KALIMAT RENUNGAN 3 MARET
Sering saya bertanya-tanya mengapa banyak kiai jaman dulu yang tak berkenan duduk di depan ketika menghadiri suatu pertemuan. Mereka memilih duduk di belakang dan atau duduk bersama orang kebanyakan. Kisah tentang perilaku seperti ini sering kita dengar dan sebagian masih bisa kita lihat saat ini. Tanpa berburuk sangka pada yang langsung suka dan mau duduk di depan, jawaban mereka adalah takut hatinya bergerak dengan nada riya'.

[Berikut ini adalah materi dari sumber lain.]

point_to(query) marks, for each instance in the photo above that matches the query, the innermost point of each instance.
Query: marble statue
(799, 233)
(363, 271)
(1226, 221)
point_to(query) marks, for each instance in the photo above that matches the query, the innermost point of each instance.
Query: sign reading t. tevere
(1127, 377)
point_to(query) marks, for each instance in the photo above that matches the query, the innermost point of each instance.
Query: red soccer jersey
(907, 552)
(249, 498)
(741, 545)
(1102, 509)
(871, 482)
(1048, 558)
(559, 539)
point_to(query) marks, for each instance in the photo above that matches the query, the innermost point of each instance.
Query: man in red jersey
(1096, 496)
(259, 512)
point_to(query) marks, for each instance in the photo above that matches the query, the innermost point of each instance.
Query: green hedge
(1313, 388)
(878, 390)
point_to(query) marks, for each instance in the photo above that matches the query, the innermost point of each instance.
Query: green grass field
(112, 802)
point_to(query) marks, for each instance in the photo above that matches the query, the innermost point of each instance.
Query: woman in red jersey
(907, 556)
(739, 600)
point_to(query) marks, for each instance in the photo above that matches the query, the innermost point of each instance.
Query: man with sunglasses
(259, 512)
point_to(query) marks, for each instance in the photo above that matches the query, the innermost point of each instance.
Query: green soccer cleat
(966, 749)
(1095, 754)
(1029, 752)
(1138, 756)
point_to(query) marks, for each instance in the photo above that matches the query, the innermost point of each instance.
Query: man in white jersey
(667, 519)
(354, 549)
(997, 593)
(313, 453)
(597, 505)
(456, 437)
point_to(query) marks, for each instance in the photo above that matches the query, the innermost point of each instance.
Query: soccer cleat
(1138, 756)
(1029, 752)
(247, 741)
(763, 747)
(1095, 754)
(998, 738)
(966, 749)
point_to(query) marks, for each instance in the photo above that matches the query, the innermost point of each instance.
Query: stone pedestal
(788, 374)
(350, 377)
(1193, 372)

Ketika membaca kisah tentang Imam al-Ghazali pertanyaan yang hampir sama muncul. Ketika beliau pergi ke Damaskus, Syam (kini Suriah), beliau tak mengenalkan jati dirinya dan beliau bekerja sebagai tukang bersih-bersih toilet masjid. Beliau tak berebut menjadi imam shalat. Baru diketahui identitasnya saat hanya beliaulah yang bisa menjawab pertanyaan sulitvdi masjid itu, lalu orang bertanya namanya. Saat sudah banyak yang tahu jati dirinya, beliau pergi ke tempat lain yang tak ada yang mengenalnya.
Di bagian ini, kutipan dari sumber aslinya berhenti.